CePa-package {CePa} | R Documentation |
Centrality-based pathway enrichment
Description
Centrality-based pathway enrichment
Details
Gene set enrichment analysis is broadly used in microarray data analysis
aimed to find which biological functions are affected by a group of
related genes behind the massive information. A lot of methods have been
developed under the framework of over-represented analysis (ORA) such
as GOstats
and GSEABase
. For a specific
form of gene sets, biological pathways are collections of correlated genes/proteins,
RNAs and compounds that work together to regulate specific biological
processes.
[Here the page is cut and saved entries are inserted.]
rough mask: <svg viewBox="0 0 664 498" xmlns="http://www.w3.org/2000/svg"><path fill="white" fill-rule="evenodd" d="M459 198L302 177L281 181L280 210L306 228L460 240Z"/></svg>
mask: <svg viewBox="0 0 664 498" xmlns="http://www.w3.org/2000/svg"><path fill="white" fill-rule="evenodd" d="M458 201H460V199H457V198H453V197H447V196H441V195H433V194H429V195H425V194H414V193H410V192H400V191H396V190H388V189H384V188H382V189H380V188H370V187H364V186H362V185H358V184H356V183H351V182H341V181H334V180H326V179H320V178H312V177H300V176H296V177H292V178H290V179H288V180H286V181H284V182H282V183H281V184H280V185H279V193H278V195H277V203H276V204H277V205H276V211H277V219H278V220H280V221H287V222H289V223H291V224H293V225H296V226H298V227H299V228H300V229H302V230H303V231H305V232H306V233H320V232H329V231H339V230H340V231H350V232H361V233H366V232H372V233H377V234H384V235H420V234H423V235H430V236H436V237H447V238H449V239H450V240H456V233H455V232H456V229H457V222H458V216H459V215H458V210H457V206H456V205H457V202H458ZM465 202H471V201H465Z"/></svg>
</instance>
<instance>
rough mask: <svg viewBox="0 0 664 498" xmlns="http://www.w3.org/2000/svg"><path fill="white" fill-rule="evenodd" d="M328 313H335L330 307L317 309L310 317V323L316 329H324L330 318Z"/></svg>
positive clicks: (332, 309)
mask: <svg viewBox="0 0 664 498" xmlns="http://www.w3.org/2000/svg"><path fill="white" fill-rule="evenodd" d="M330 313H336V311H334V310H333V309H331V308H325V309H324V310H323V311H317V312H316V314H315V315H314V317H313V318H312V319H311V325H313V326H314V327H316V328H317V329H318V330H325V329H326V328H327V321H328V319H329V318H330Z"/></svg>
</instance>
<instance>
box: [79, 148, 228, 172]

Instead of just being a list of genes, a pathway contains
the most important information that is how the member genes interact
with each other. Thus network structure information is necessary for
the intepretation of the importance of the pathways.
In this package, the original pathway enrichment method (ORA) is extended by introducing network centralities as the weight of nodes which have been mapped from differentially expressed genes in pathways. There are two advantages compared to former work. First, for the diversity of genes' characters and the difficulties of covering the importance of genes from all aspects, we do not design a fixed measurement for each gene but set it as an optional parameter in the model. Researchers can select from candidate choices where different measurement reflects different aspect of the importance of genes. In our model, network centralities are used to measure the importance of genes in pathways. Different centrality measurements assign the importance to nodes from different aspects. For example, degree centrality measures the amount of neighbours that a node directly connects to, and betweenness centrality measures how many information streams must pass through a certain node. Generally speaking, nodes having large centrality values are central nodes in the network. It's observed that nodes represented as metabolites, proteins or genes with high centralities are essential to keep the steady state of biological networks. Moreover, different centrality measurements may relate to different biological functions. The selection of centralities for researchers depends on what kind of genes they think important. Second, we use nodes as the basic units of pathways instead of genes. We observe that nodes in the pathways include different types of molecules, such as single gene, complex and protein families. Assuming a complex or family contains ten differentially expressed member genes, in traditional ORA, these ten genes behave as the same position as other genes represented as single nodes, and thus they have effect of ten. It is not proper because these ten genes stay in a same node in the pathway and make functions with the effect of one node. Also, a same gene may locate in different complexes in a pathway and if taking the gene with effect of one, it would greatly decrease the importance of the gene. Therefore a mapping procedure from genes to pathway nodes is applied in our model. What's more, the nodes in pathways also include none-gene nodes such as microRNAs and compounds. These nodes also contribute to the topology of the pathway. So, when analyzing pathways, all types of nodes are retained.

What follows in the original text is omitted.